I percorsi AD CS contano perché non tutti assomigliano a un classico abuso amministrativo. Alcuni consentono a un attaccante di richiedere un certificato che autentica come un’altra identità. Altri consentono di modificare prima il piano di controllo e solo dopo creare le condizioni pericolose sul template. Altri ancora dipendono dal relay di autenticazione verso endpoint di enrollment invece che dalla modifica diretta delle impostazioni del template. E altri fanno parte di catene di escalation più ampie con i percorsi di attacco AD o ACL abuse e DCSync, invece di agire da soli.
Un secondo motivo sono i punti ciechi operativi. I team di sicurezza monitorano spesso meglio reset di password, gli errori critici di password in Active Directory e delega Kerberos rispetto all’emissione dei certificati. Se l’audit della CA, la visibilità sui cambiamenti dei template o le baseline di autenticazione tramite certificato sono deboli, un percorso PKI vulnerabile può rimanere attivo molto tempo dopo che altri percorsi di escalation sono già stati esaminati.
Minimum evidence pack
| Evidenza | Perché conta |
|---|---|
| Inventario delle Enterprise CA | Conferma quali CAs e quali role services esistono davvero nella foresta |
| Template pubblicati | Un template non pubblicato non può essere richiesto tramite quella CA |
| Diritti di enrollment e auto-enrollment | Mostra se identità a basso privilegio possono ottenere certificati |
| ACL dei template | Determina chi può manomettere il template |
| Controlli di subject e SAN | Identifica se i richiedenti possono fornire valori di identità pericolosi |
| CA edit flags | Rivela impostazioni globali come EDITF_ATTRIBUTESUBJECTALTNAME2 |
| Stato di web enrollment, HTTPS ed EPA | Determina se endpoint relayabili restano esposti |
| Telemetria di emissione e autenticazione tramite certificato | Dimostra se il monitoraggio vede davvero richieste, emissione e autenticazione basata su certificato |
Percorsi di abuso dei template: ESC1 e template di autenticazione pubblicati
ESC1 è l’esempio più chiaro di un percorso di abuso del template. Microsoft Defender for Identity descrive la condizione pericolosa così: se un certificate template ha attivo Supply in the request e il certificato è valido anche per l’autenticazione, gli attaccanti potrebbero enrollare un certificato valido per utenti arbitrari.

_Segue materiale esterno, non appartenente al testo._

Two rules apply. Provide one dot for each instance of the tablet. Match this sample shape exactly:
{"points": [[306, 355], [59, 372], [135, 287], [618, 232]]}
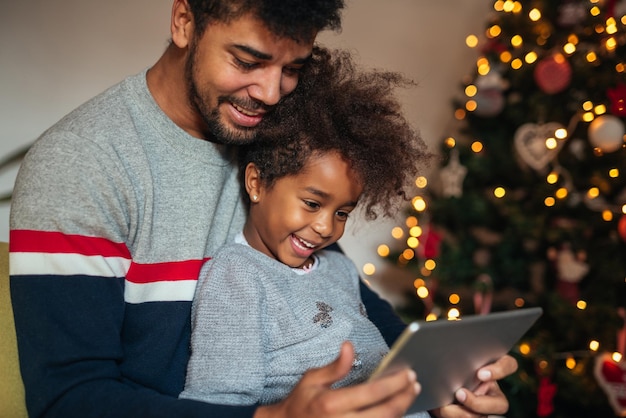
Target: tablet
{"points": [[446, 354]]}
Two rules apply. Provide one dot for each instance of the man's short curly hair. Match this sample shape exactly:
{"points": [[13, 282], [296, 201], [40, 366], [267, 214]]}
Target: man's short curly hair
{"points": [[296, 19], [337, 107]]}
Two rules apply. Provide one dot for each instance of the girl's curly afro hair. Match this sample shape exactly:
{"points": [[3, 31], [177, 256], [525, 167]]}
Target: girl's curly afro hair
{"points": [[338, 108]]}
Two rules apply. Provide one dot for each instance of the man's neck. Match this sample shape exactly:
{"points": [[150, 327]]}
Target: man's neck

In pratica, un percorso ESC1 nasce spesso da queste condizioni:
- il template è pubblicato su una CA
- identità a basso privilegio possono enrollarvi
- il template consente valori di subject o SAN forniti dal richiedente
- il certificato può essere usato per l’autenticazione, ad esempio con un EKU compatibile con client authentication
- nessun controllo più forte, come manager approval o required authorized signatures, blocca l’emissione
Il punto chiave è che il flag da solo non basta. Un template può avere un comportamento di naming rischioso e comunque non essere un percorso attivo se non è pubblicato o se è limitato a una popolazione di enrollment strettamente governata. Al contrario, un template di autenticazione pubblicato, con scope debole e controlli di emissione deboli, è già un percorso di identità e non solo un problema di igiene del template.

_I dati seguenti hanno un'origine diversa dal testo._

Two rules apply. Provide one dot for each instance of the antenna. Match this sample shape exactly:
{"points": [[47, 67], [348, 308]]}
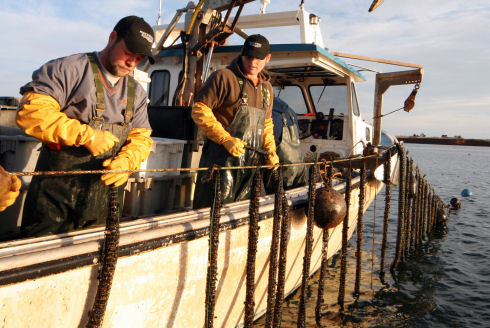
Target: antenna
{"points": [[159, 12]]}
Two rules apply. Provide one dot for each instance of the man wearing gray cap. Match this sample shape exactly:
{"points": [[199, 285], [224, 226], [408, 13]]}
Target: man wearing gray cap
{"points": [[233, 109], [90, 114]]}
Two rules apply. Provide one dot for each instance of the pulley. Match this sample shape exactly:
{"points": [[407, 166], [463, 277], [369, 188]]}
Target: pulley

Per questo la review dovrebbe parlare di template di autenticazione pubblicati, non solo di “template vulnerabili” in astratto. La pubblicazione determina l’exploitabilità.
Percorsi di piano di controllo: ESC4 ed ESC6
ESC4 ed ESC6 sono percorsi di piano di controllo. Sono pericolosi perché permettono a un attaccante di creare o ampliare un comportamento di emissione sfruttabile anche se il template non è partito in uno stato manifestamente insicuro.

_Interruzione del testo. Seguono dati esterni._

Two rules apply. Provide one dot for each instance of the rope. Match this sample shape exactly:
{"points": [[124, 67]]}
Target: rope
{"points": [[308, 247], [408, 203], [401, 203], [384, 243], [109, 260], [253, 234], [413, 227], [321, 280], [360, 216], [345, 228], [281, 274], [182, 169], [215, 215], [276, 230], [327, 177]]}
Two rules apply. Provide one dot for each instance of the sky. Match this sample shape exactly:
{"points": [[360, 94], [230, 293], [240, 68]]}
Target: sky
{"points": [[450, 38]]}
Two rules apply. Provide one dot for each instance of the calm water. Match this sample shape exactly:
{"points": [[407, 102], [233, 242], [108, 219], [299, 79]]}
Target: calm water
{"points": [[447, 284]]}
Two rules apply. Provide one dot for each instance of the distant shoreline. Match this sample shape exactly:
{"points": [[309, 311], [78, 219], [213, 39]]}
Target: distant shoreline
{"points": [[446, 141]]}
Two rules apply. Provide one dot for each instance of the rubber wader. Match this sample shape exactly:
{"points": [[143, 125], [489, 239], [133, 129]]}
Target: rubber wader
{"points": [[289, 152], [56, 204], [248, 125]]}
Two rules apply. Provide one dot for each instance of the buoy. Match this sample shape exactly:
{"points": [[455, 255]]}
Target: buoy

Con ESC4, il problema è l’ACL dell’oggetto template. I certificate template sono oggetti di Active Directory e le loro ACL controllano non solo l’enrollment ma anche chi può modificare l’oggetto. Microsoft Defender for Identity evidenzia esplicitamente il rischio quando gruppi non privilegiati ricevono permessi che consentono di cambiare le impostazioni del template, come Full Control o WriteDACL. In altre parole, l’attaccante non ha bisogno che il template parta già come ESC1: può modificarlo fino a farlo diventare tale.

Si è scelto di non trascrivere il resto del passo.